We are currently on release 21.8 and use ….getTextState.isInvisible() to determine when a document has hidden text.
We are currently trying to upgrade to the latest release of aspose (21.11) but when we do so the check for invisible text always returns true for every text fragment it hits.
I have created a test case that uses one of our test files to reproduce the issue.

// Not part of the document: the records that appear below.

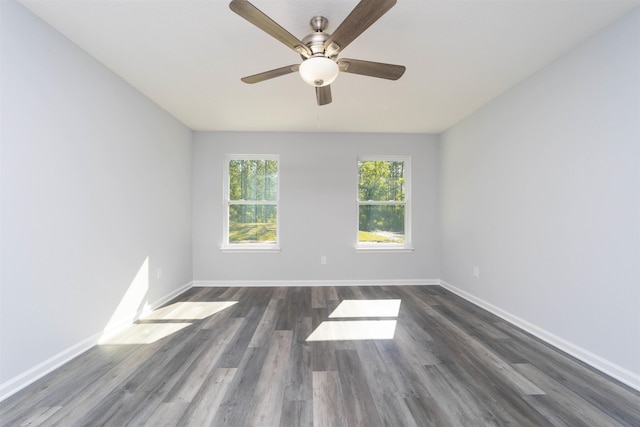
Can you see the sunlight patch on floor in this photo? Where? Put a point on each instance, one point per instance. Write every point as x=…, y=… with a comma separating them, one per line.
x=166, y=321
x=349, y=330
x=146, y=333
x=188, y=310
x=367, y=308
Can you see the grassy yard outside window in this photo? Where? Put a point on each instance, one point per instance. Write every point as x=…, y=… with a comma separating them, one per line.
x=251, y=202
x=383, y=202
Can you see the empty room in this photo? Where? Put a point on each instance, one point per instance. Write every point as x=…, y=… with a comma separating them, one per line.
x=320, y=213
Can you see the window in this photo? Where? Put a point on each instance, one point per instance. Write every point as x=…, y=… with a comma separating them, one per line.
x=251, y=202
x=383, y=203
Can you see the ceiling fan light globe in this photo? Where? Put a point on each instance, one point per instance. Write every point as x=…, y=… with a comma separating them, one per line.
x=319, y=71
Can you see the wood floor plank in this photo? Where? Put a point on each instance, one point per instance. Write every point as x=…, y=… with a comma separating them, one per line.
x=360, y=409
x=328, y=406
x=240, y=357
x=561, y=406
x=269, y=390
x=206, y=403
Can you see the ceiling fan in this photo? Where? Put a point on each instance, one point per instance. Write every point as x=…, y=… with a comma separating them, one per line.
x=319, y=50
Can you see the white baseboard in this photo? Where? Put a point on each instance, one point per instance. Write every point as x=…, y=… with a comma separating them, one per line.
x=30, y=376
x=613, y=370
x=291, y=283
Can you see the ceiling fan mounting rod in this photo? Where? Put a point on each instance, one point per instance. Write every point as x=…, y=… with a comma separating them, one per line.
x=319, y=23
x=317, y=39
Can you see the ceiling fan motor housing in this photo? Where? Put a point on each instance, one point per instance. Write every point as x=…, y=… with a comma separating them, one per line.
x=315, y=41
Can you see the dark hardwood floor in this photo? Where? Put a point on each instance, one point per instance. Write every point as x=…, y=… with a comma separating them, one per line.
x=283, y=357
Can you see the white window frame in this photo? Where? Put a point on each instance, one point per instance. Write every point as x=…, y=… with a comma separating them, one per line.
x=387, y=247
x=248, y=247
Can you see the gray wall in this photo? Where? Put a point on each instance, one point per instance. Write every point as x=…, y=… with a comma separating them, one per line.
x=541, y=191
x=95, y=180
x=318, y=184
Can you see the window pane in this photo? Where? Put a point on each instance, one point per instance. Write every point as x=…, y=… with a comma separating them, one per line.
x=252, y=223
x=381, y=224
x=380, y=180
x=253, y=180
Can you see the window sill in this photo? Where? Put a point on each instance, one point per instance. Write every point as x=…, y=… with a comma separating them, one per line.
x=379, y=249
x=251, y=249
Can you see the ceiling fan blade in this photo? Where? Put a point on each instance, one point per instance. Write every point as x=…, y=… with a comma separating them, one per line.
x=372, y=69
x=323, y=95
x=260, y=77
x=268, y=25
x=361, y=17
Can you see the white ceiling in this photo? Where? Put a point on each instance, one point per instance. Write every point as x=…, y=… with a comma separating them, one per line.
x=188, y=57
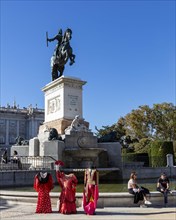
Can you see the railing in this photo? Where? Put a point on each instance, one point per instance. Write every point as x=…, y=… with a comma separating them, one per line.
x=28, y=163
x=136, y=161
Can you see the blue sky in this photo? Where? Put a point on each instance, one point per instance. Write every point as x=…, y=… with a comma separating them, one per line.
x=125, y=50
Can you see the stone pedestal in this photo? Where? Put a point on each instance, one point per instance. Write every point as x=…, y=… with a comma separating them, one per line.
x=34, y=147
x=63, y=101
x=53, y=149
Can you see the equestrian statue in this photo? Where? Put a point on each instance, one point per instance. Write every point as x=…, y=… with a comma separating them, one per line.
x=62, y=52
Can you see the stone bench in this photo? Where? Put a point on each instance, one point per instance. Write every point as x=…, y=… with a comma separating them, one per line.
x=14, y=166
x=123, y=199
x=133, y=164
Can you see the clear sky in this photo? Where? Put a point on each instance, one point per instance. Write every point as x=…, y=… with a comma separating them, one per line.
x=125, y=50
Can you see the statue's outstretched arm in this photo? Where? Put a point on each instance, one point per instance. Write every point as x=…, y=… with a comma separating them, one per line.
x=52, y=39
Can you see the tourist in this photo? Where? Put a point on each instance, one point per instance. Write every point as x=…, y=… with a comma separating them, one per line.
x=90, y=194
x=138, y=192
x=43, y=184
x=5, y=157
x=68, y=190
x=16, y=159
x=163, y=186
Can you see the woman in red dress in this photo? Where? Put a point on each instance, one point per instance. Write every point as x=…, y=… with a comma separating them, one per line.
x=91, y=192
x=68, y=185
x=43, y=184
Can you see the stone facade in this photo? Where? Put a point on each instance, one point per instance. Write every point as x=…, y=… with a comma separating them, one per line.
x=19, y=122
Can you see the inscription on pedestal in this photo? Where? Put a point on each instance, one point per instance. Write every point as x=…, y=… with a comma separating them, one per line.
x=54, y=105
x=73, y=102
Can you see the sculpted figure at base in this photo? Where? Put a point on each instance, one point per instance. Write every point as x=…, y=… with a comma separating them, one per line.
x=91, y=192
x=68, y=184
x=62, y=53
x=76, y=126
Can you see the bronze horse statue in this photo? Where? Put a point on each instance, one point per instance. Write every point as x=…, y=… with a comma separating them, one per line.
x=62, y=53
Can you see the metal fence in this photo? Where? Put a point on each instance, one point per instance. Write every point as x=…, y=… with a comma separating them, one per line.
x=138, y=161
x=28, y=163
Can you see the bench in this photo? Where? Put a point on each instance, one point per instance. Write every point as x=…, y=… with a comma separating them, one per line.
x=14, y=166
x=133, y=164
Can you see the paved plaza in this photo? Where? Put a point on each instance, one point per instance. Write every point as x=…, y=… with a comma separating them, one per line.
x=26, y=211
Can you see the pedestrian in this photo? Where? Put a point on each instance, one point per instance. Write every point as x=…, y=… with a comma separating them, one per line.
x=138, y=192
x=91, y=192
x=68, y=184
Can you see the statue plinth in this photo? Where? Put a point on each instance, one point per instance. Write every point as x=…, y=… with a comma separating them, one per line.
x=63, y=101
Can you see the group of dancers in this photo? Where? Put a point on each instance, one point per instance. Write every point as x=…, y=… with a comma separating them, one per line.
x=43, y=184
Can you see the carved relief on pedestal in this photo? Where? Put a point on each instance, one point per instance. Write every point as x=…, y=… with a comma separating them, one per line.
x=54, y=105
x=73, y=102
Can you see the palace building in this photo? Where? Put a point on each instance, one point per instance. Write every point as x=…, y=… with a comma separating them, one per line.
x=15, y=122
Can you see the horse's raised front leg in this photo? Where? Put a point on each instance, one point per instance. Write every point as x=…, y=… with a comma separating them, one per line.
x=54, y=72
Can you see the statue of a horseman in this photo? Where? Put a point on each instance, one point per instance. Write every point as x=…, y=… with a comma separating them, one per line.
x=62, y=52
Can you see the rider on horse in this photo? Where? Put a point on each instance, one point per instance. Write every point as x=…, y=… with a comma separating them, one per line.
x=62, y=53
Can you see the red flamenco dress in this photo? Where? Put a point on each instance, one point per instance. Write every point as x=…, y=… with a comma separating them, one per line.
x=68, y=190
x=43, y=184
x=91, y=192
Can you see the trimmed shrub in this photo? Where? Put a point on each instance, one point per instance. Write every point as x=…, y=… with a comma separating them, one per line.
x=158, y=152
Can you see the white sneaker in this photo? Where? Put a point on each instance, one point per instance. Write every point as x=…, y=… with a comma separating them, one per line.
x=143, y=206
x=147, y=202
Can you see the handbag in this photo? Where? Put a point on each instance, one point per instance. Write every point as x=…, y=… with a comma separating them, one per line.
x=146, y=191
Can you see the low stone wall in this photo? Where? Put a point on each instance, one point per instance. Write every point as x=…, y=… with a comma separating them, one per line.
x=148, y=172
x=105, y=199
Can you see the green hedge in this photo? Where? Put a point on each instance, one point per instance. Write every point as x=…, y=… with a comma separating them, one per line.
x=158, y=152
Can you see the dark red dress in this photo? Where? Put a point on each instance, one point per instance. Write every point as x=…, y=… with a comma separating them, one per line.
x=67, y=197
x=43, y=183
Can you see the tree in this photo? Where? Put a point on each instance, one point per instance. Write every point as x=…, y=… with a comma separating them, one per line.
x=144, y=124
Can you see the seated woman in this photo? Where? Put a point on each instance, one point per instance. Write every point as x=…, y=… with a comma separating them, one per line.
x=138, y=192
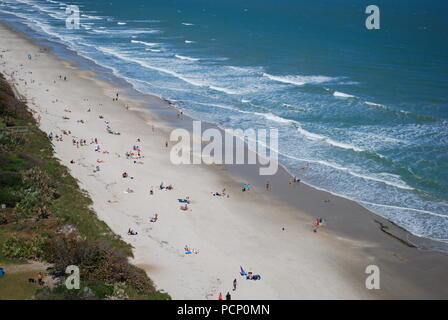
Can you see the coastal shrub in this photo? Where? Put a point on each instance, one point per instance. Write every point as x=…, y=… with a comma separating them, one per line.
x=23, y=249
x=97, y=262
x=9, y=139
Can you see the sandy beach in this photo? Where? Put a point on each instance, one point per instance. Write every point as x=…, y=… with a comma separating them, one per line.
x=267, y=233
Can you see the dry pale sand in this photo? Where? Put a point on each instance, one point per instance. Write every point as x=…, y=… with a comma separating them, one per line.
x=245, y=229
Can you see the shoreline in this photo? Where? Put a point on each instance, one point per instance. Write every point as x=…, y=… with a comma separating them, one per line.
x=165, y=110
x=357, y=230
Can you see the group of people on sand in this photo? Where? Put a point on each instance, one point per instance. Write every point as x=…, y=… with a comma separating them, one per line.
x=317, y=223
x=228, y=296
x=168, y=187
x=189, y=250
x=221, y=194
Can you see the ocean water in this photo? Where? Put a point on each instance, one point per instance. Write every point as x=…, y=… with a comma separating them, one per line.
x=365, y=110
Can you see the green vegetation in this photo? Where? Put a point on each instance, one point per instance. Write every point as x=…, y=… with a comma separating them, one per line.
x=47, y=218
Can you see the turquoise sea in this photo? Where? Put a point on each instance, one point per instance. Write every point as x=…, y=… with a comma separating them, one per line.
x=366, y=110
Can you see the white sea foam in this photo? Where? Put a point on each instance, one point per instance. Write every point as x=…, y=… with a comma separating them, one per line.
x=298, y=80
x=185, y=58
x=144, y=64
x=149, y=44
x=342, y=95
x=316, y=137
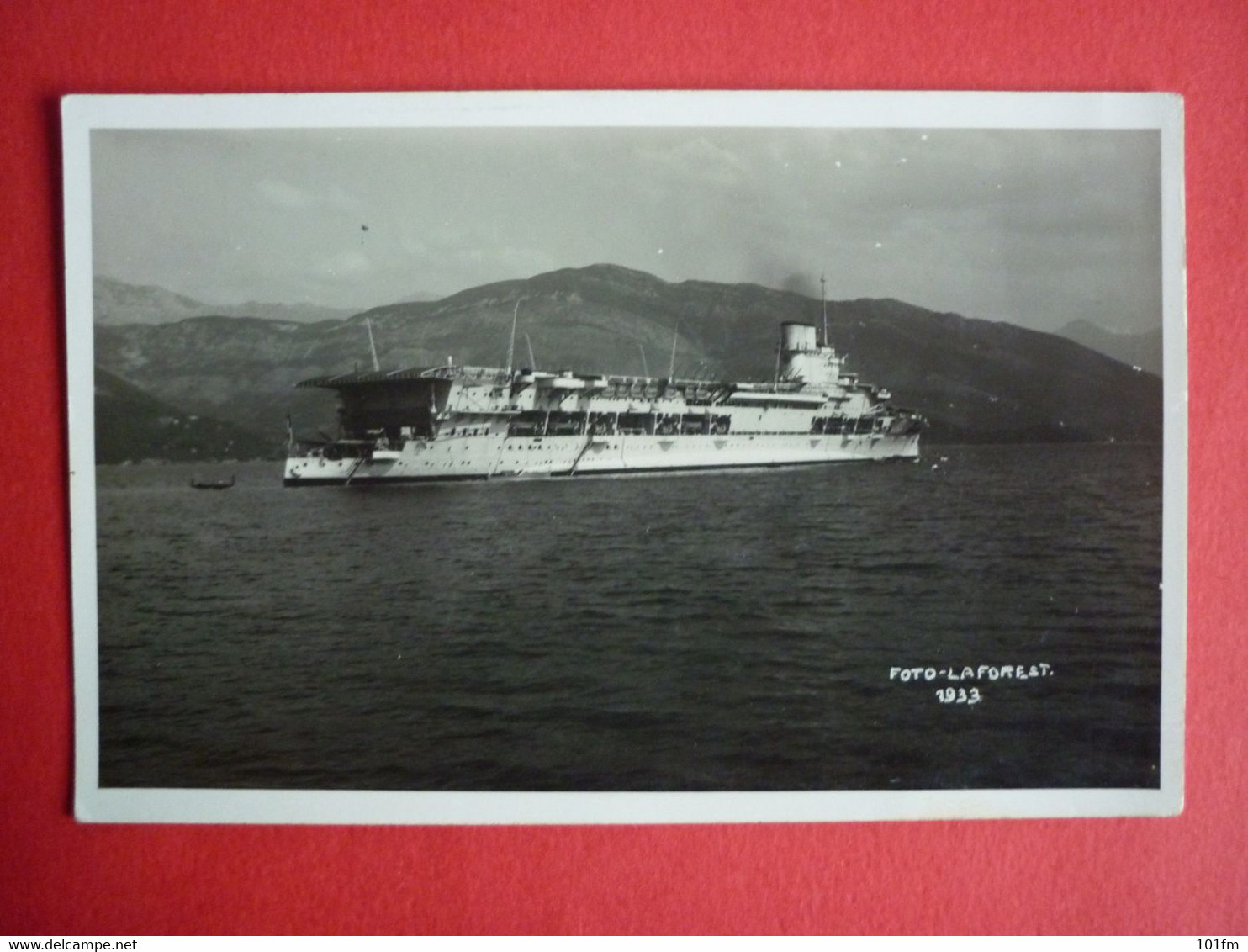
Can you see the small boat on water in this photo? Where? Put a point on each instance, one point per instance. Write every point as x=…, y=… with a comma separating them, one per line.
x=213, y=483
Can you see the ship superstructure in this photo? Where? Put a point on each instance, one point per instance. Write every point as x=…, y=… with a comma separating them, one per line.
x=454, y=422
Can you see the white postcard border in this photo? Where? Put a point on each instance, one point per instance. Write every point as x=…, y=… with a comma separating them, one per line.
x=789, y=108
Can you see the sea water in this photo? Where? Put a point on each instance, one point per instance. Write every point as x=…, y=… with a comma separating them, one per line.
x=985, y=618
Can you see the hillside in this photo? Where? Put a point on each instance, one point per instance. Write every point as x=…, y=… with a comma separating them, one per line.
x=120, y=304
x=1139, y=350
x=977, y=381
x=131, y=425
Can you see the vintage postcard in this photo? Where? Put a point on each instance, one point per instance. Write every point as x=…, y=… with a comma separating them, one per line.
x=627, y=457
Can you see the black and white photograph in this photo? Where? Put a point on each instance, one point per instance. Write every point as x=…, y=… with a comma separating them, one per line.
x=627, y=457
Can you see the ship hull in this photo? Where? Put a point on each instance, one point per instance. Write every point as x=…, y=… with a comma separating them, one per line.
x=474, y=458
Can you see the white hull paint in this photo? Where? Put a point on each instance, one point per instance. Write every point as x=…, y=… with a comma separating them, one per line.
x=451, y=423
x=459, y=458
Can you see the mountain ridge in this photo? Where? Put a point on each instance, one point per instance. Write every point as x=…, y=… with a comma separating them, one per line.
x=976, y=379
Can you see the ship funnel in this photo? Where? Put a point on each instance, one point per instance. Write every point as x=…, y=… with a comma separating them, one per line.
x=796, y=337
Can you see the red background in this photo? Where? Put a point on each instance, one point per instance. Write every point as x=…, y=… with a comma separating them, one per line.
x=1185, y=875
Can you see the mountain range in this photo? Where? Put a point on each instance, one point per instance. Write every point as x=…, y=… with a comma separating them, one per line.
x=976, y=381
x=120, y=304
x=1141, y=350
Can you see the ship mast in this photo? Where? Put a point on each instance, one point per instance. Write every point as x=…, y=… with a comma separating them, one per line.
x=822, y=294
x=372, y=345
x=510, y=347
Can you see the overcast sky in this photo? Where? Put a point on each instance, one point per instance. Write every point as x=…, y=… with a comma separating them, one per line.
x=1034, y=227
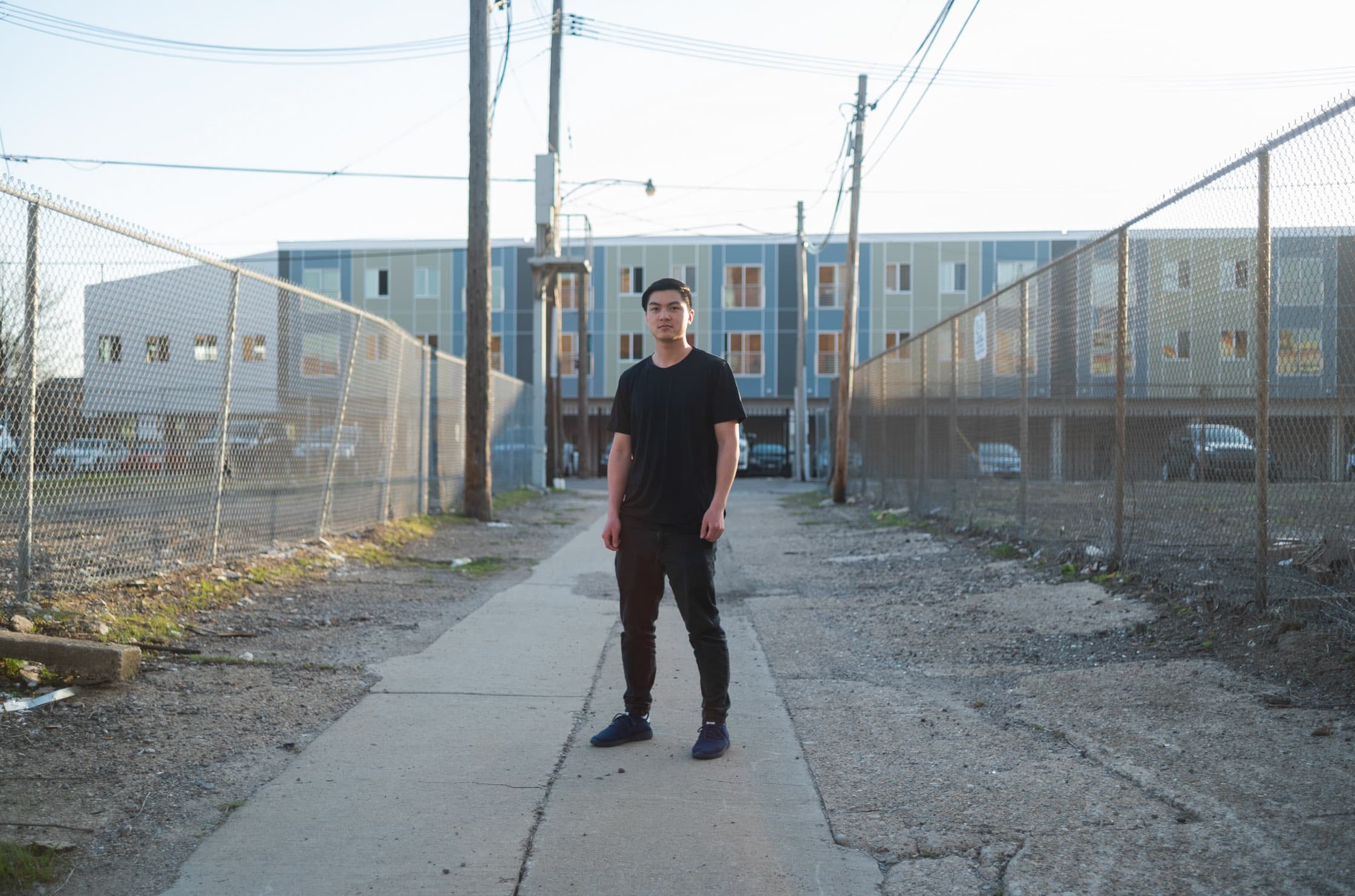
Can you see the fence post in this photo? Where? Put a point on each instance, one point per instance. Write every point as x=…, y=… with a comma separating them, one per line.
x=391, y=448
x=955, y=416
x=1121, y=362
x=30, y=402
x=923, y=434
x=232, y=315
x=1025, y=402
x=334, y=446
x=1263, y=301
x=425, y=419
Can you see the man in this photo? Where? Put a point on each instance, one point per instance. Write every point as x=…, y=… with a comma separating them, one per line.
x=674, y=453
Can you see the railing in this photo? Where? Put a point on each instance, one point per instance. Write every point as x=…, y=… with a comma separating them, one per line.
x=1172, y=397
x=166, y=408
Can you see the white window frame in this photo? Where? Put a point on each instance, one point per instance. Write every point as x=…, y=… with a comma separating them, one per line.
x=740, y=359
x=1232, y=345
x=947, y=277
x=627, y=278
x=743, y=286
x=110, y=348
x=1175, y=346
x=898, y=270
x=371, y=283
x=820, y=354
x=428, y=283
x=837, y=290
x=205, y=348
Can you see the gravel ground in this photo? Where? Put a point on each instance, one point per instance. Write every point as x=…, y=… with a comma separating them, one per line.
x=147, y=769
x=983, y=727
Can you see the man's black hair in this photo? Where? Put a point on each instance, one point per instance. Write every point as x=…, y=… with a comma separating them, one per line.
x=665, y=285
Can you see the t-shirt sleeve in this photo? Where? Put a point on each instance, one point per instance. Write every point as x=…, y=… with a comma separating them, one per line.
x=619, y=420
x=728, y=404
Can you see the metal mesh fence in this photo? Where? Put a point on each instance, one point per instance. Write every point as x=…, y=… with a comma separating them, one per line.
x=1171, y=397
x=160, y=408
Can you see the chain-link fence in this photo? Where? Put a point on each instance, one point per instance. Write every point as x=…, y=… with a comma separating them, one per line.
x=1172, y=396
x=162, y=408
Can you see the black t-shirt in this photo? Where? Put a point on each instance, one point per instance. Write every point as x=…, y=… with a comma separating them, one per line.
x=670, y=415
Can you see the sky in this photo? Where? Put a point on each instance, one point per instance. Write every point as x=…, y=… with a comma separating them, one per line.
x=1048, y=116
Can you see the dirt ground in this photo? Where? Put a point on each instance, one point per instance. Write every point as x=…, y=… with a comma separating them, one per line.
x=140, y=773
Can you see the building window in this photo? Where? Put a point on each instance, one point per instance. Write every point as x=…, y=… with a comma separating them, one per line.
x=827, y=359
x=743, y=286
x=569, y=292
x=1233, y=274
x=632, y=281
x=1175, y=275
x=1300, y=353
x=254, y=348
x=1011, y=272
x=687, y=274
x=1232, y=345
x=953, y=277
x=1299, y=281
x=896, y=338
x=569, y=354
x=744, y=354
x=632, y=346
x=832, y=285
x=374, y=347
x=319, y=356
x=157, y=348
x=1177, y=346
x=323, y=280
x=899, y=278
x=204, y=347
x=376, y=283
x=428, y=283
x=110, y=350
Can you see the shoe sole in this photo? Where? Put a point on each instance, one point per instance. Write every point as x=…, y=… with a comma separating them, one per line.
x=624, y=741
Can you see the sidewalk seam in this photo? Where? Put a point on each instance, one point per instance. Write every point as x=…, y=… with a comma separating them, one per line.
x=560, y=762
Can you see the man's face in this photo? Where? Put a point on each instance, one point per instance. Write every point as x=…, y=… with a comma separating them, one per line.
x=668, y=316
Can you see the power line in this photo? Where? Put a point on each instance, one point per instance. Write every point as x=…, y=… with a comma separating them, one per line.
x=958, y=34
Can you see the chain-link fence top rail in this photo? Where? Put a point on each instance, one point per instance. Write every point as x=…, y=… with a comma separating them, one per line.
x=1006, y=413
x=186, y=408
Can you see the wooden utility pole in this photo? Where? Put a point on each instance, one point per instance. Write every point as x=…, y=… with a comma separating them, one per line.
x=847, y=350
x=477, y=502
x=803, y=295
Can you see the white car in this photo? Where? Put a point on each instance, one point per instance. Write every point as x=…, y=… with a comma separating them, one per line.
x=87, y=456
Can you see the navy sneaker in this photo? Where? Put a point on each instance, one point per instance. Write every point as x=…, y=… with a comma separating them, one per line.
x=622, y=730
x=713, y=741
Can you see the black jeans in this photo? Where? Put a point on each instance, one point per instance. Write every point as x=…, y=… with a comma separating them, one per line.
x=690, y=564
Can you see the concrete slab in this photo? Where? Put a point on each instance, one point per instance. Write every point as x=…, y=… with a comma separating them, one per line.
x=87, y=659
x=747, y=823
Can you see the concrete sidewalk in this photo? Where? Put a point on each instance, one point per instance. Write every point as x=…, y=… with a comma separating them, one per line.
x=468, y=770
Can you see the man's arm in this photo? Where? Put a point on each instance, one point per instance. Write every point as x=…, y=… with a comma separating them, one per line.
x=726, y=464
x=618, y=469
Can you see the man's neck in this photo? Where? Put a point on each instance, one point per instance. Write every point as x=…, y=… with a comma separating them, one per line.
x=670, y=352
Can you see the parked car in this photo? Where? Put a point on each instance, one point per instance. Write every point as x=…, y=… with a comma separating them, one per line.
x=994, y=459
x=1226, y=452
x=769, y=459
x=144, y=457
x=252, y=448
x=312, y=453
x=87, y=456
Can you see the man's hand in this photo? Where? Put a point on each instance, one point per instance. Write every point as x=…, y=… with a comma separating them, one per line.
x=612, y=533
x=713, y=523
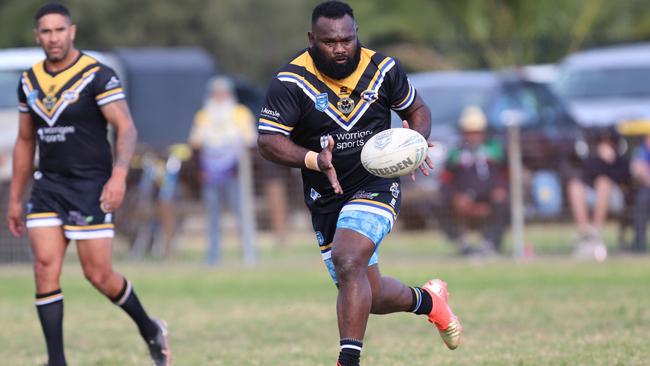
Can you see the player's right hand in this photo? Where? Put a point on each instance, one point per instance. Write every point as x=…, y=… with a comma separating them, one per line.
x=15, y=218
x=325, y=165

Find the code below and the file attached to this post.
@ExtendWith(MockitoExtension.class)
public class AsposeTest {
private static final Logger logger = LogManager.getLogger(AsposeTest.class);
@Test
void TestForInvisibleText() throws IOException {
// Load file however you please
Document pdf = new Document(new ClassPathResource("pdf/testExtraction.pdf").getInputStream());
Page page = pdf.getPages().get_Item(1);
TextFragmentAbsorber textFragmentAbsorber = new com.aspose.pdf.TextFragmentAbsorber();
page.accept(textFragmentAbsorber);
TextFragmentCollection textFragmentCollection = textFragmentAbsorber.getTextFragments();
int fragmentsCount = textFragmentAbsorber.getTextFragments().size();
int invisibleCount = 0;
Iterator tmp0 = ( textFragmentCollection).iterator();
while (tmp0.hasNext())
{
com.aspose.pdf.TextFragment fragment = (com.aspose.pdf.TextFragment)tmp0.next();
logger.info("\"{}\" is invisible? {}", fragment.getText(), fragment.getTextState().isInvisible());
if (fragment.getTextState().isInvisible())
invisibleCount++;
}
logger.info("Found {} instances of invisible text", invisibleCount);
}
}
testExtraction.pdf (402.5 KB)
Running this test on release 21.8 see’s no hidden text found, on 21.11 every text fragment is found to be hidden.